Tuesday, January 17, 2017
Four types of ammunition, all 230 grain, all JHP except for the Federal HST. Sig Sauer, Winchester White Box, Speer Lawman, and Federal HST +P.
So the one on the left is a single magazine of each type, offhand, mostly for practice not for testing. The one on the right is two of each, two handed. As you can see the Sig Sauer (bottom right) is significantly more scattered than all the rest. I wasn't expecting that to be honest. I'd have assumed that Sig would be making high quality ammo. The other three seem to be about the same (if you ignore the low 3 o'clock of the Federal, that was me).
The only problem I had with any of them was that one of my magazines (the unmarked one) wouldn't fully chamber the first round every single time.

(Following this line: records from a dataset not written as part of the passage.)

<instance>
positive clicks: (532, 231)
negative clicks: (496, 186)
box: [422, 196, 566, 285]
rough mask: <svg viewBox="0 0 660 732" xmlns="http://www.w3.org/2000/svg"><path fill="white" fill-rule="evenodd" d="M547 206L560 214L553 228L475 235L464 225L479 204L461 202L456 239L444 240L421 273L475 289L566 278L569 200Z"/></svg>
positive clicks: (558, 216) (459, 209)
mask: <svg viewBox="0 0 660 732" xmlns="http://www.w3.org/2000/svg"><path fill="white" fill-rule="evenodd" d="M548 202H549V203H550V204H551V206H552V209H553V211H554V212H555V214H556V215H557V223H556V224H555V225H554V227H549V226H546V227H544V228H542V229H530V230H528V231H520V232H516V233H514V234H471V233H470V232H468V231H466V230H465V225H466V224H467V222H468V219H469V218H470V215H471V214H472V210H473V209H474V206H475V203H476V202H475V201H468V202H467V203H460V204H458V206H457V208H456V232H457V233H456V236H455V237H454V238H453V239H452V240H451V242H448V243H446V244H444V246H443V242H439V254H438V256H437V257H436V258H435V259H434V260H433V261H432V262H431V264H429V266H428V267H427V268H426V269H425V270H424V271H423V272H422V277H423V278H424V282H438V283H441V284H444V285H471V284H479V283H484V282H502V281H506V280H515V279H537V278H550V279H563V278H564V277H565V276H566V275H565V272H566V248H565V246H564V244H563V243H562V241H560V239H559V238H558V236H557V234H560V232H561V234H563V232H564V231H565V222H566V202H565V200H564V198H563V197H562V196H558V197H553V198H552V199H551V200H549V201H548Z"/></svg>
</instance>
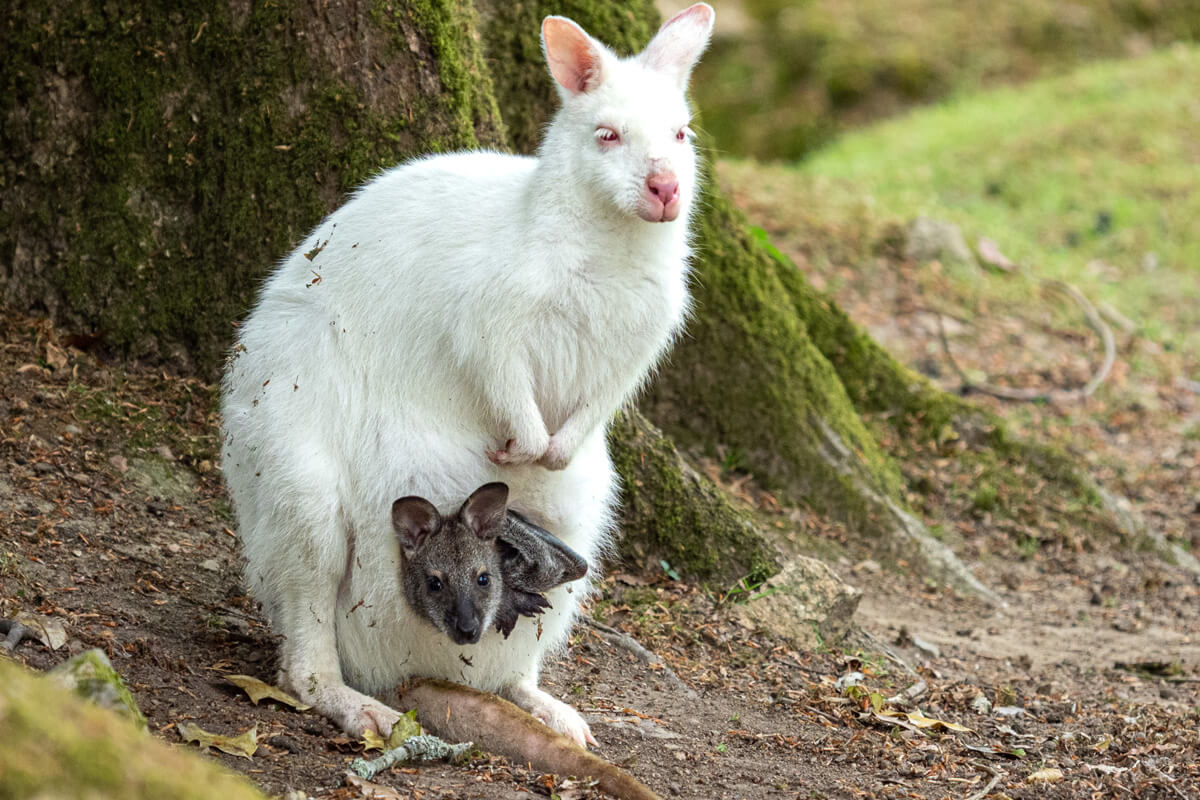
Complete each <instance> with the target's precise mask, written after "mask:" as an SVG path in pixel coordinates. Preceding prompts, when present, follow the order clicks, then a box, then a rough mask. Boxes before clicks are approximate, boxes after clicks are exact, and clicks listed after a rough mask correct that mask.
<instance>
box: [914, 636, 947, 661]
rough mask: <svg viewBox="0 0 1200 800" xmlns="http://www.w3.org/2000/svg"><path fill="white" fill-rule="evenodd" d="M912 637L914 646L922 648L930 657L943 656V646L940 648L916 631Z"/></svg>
mask: <svg viewBox="0 0 1200 800" xmlns="http://www.w3.org/2000/svg"><path fill="white" fill-rule="evenodd" d="M911 638H912V646H914V648H917V649H918V650H920V651H922V652H924V654H925V655H928V656H930V657H934V658H940V657H941V656H942V650H941V648H938V646H937V645H936V644H934V643H932V642H926V640H925V639H923V638H920V637H919V636H917V634H916V633H913V634H912V636H911Z"/></svg>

I use the slide release which some say can be problematic, but I had no issues with the three other magazines (1 Colt, 2 Wilson Combat) so I suspect the magazine. It is out of the rotation.
Stand by for more later when I compare my Ruger KP345 to my Springfield 1911.
Monday, January 2, 2017
First you and the people working for you report fairly and honestly on Donald Trump, pointing out that he is a three-headed demon from Hell who eats Mexican babies for breakfast and made his fortune trading slaves. And he attacks you as brazen partisan hacks. Then, you and the people working for you report fairly and honestly on Hillary Clinton, pointing out that she seldom walks on water before Noon, and many of the people she has raised from the dead still lack adequate housing. And Donald Trump attacks you as brazen partisan hacks. You just can't win with this guy!